Revogar a ordem executiva de Biden enviaria um sinal alarmante de que “o governo dos EUA vai adotar uma abordagem de não intervenção em relação à segurança da IA”, diz Michael Daniel, ex-conselheiro cibernético presidencial que agora lidera a Cyber Threat Alliance, uma organização sem fins lucrativos de compartilhamento de informações.

Quanto à competição com a China, os defensores da ordem executiva dizem que as regras de segurança realmente ajudarão a América a prevalecer, garantindo que os modelos de IA dos EUA funcionem melhor do que seus rivais chineses e estejam protegidos da espionagem econômica de Pequim.

Dois Caminhos Muito Diferentes

Se Trump vencer a Casa Branca no próximo mês, espere uma mudança radical na forma como o governo aborda a segurança da IA.

Os republicanos querem prevenir danos da IA aplicando “as leis existentes de responsabilidade e estatutárias” em vez de promulgar novas restrições amplas à tecnologia, diz Helberg, e eles favorecem “um foco muito maior em maximizar a oportunidade proporcionada pela IA, em vez de se concentrar excessivamente na mitigação de riscos”. Isso provavelmente significará a morte do requisito de relatório e possivelmente algumas das orientações do NIST.

O requisito de relatório também pode enfrentar desafios legais agora que a Suprema Corte enfraqueceu a deferência que os tribunais costumavam dar às agências ao avaliar suas regulamentações.
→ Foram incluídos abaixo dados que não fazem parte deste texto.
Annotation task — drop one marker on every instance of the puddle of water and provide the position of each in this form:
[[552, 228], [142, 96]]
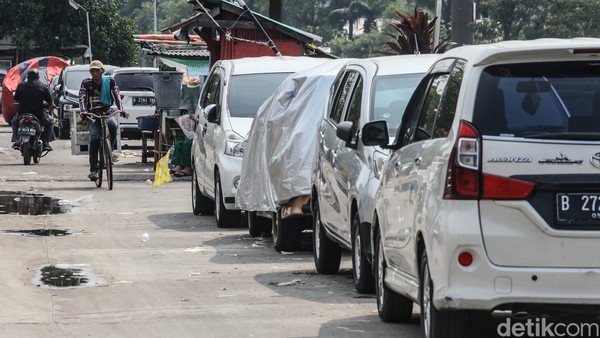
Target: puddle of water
[[24, 203], [38, 232], [66, 276]]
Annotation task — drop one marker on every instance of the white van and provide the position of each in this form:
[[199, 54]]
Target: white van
[[231, 96]]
E a resistência do GOP poderia até colocar em risco as parcerias voluntárias de teste de IA do NIST com empresas líderes. “O que acontece com esses compromissos em uma nova administração?” pergunta o funcionário dos EUA.

Essa polarização em torno da IA tem frustrado tecnólogos que temem que Trump irá minar a busca por modelos mais seguros.

“Junto com as promessas da IA estão os perigos”, diz Nicol Turner Lee, diretora do Centro de Inovação em Tecnologia da Brookings Institution, “e é vital que o próximo presidente continue a garantir a segurança e a proteção desses sistemas.”